Dr Bosanquet, Dr Robinson and Dr McEntee all agreed that it was possible that the applicant would have suffered his current symptoms due to age and natural degeneration even without the work injury. Where they differed was in relation to their view of the ongoing impact of the work injury. Dr McEntee has confirmed that his view in this regard was based on the history provided to him by the applicant.
The history on which Dr McEntee and Dr Bodel’s opinions were based did not have to correspond with complete precision to the other evidence. The question is whether the history put to the doctors represented a “fair climate” for the opinions they expressed.[12]
[12] Paric v John Holland (Constructions) Pty Ltd [1985] HCA 58.

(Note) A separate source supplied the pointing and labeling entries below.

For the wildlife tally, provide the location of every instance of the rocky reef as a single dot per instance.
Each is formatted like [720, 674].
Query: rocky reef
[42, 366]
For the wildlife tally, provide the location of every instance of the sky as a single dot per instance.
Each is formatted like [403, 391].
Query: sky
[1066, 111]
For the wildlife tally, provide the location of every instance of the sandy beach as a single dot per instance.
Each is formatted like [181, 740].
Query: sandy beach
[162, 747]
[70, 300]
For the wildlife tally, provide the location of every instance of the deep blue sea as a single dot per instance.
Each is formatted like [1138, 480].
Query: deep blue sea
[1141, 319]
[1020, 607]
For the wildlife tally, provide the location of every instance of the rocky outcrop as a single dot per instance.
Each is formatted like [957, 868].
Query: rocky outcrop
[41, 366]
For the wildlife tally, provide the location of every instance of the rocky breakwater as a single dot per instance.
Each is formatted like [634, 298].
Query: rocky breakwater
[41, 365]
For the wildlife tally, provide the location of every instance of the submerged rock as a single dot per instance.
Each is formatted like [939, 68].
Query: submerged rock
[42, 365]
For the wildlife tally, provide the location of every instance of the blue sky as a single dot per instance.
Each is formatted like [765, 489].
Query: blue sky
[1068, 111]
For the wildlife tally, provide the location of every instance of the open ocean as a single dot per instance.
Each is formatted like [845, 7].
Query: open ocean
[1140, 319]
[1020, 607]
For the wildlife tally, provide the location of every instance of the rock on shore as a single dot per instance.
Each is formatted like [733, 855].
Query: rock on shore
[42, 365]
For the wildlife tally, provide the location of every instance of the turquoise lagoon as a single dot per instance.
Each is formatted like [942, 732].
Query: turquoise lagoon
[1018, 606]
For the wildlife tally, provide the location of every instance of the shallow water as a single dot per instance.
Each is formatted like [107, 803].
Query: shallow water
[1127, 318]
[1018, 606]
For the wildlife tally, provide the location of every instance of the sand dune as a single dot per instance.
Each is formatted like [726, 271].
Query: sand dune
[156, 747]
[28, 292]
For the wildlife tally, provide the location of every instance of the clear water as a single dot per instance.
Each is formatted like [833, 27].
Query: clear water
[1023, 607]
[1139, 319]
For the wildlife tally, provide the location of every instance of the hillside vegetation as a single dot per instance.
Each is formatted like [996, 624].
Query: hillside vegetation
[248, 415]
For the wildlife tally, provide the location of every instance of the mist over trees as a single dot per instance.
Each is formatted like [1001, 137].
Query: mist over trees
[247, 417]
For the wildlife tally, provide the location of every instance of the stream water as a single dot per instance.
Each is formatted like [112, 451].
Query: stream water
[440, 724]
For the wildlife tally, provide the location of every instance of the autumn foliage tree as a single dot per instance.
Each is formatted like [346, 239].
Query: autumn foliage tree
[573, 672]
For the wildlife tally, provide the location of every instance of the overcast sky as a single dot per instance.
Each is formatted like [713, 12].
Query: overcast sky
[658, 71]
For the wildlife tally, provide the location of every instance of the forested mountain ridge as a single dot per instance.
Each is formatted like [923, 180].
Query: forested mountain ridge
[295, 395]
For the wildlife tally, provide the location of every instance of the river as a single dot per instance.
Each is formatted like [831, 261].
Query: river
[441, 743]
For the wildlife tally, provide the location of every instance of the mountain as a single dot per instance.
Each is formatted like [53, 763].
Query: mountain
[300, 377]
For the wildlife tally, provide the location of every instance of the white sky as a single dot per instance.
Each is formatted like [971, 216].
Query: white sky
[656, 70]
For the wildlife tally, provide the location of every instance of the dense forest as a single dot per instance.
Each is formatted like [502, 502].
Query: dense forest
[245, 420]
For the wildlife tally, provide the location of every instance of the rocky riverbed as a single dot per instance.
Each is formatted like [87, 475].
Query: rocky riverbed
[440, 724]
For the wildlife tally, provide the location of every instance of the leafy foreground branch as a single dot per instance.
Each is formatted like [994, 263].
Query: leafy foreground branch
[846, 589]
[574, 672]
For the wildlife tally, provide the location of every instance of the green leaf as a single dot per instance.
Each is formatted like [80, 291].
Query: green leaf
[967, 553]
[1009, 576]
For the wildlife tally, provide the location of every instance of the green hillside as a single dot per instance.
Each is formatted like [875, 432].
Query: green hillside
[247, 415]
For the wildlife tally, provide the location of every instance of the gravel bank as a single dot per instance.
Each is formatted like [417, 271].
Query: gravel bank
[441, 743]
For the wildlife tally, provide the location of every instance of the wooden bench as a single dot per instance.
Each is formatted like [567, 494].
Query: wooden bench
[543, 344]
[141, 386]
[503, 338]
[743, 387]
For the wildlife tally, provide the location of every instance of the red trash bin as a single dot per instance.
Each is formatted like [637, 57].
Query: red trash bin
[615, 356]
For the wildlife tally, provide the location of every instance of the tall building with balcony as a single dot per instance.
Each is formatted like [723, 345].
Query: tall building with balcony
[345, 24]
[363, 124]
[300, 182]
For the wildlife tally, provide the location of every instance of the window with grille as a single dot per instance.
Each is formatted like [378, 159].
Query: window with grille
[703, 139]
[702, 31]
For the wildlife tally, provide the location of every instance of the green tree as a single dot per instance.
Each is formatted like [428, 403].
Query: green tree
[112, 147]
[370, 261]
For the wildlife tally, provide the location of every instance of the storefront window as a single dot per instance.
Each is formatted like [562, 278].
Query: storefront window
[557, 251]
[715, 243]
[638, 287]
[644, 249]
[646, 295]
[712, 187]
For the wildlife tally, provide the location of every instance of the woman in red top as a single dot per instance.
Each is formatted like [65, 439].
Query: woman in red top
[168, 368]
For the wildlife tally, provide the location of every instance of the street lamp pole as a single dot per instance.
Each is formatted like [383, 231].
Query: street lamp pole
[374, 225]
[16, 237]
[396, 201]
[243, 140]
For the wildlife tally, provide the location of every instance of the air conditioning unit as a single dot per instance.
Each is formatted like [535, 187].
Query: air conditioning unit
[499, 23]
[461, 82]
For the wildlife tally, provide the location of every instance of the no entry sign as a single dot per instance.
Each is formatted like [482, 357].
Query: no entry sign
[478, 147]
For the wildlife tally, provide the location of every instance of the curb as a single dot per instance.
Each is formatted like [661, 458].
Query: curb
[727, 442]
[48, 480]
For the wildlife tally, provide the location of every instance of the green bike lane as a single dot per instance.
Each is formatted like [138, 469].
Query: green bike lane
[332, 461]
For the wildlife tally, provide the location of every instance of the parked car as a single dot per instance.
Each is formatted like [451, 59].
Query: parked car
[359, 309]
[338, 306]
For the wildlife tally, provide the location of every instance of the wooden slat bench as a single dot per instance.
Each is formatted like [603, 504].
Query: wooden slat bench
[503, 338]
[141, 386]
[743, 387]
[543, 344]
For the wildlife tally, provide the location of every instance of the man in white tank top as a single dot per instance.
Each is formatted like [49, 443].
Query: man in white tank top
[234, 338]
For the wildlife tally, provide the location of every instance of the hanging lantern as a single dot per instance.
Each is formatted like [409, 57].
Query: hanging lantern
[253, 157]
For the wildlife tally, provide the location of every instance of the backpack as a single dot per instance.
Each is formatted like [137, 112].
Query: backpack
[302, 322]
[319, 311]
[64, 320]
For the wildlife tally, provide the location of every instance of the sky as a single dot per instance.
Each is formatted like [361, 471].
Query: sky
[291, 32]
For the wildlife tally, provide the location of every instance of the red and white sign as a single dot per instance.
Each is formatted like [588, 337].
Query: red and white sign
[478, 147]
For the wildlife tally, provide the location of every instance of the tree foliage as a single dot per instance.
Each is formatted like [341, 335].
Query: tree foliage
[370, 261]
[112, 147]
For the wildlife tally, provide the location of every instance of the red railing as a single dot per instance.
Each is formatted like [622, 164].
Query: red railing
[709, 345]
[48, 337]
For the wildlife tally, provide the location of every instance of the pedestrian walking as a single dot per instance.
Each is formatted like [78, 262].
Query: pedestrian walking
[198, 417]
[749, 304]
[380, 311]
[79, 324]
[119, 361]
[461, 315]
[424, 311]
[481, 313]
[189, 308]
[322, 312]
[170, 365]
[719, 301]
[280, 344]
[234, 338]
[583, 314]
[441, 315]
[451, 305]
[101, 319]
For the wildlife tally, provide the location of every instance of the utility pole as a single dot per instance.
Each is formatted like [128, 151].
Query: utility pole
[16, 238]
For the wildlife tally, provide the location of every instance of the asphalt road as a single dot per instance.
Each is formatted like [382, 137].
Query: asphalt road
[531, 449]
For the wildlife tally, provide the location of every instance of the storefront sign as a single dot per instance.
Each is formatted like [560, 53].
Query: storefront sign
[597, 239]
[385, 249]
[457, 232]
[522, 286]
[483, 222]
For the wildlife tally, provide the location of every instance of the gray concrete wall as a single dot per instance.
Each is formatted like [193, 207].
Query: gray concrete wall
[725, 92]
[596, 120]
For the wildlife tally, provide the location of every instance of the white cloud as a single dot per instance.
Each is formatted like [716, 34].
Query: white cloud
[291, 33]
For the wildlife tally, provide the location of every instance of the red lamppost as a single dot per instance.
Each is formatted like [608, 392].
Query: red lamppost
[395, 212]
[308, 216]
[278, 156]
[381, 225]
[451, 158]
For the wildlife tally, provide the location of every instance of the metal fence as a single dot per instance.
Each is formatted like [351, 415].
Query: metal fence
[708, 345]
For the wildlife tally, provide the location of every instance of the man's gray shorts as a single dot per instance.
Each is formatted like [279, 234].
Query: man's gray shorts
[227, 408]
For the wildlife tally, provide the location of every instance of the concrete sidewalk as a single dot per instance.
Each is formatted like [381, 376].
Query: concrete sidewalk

For the reasons given above, I am not satisfied that Dr McEntee or Dr Bodel expressed their opinions on the causal relationship between the work injury and the need for surgery in a fair climate. The history on which they based their opinions significantly understated the extent and nature of the applicant’s pre-injury symptoms such that I am not satisfied that their opinions as to the contribution of the injury to the applicant’s current symptom complex are reliable.
In this regard, I prefer the opinions of Dr Bosanquet and Dr Robinson.
It may well be that the surgery proposed by Dr McEntee constitutes appropriate medical treatment for the applicant’s current back condition. Weighing all the evidence, however, I am not satisfied that the injury on 17 May 2018 materially contributed to the need for such surgery. I am not satisfied on the balance of probabilities that the proposed surgery is reasonably necessary as a result of the injury on 17 May 2018 for the purposes of s 60 of the 1987 Act.
The applicant has failed to discharge his onus and I decline to make the orders sought.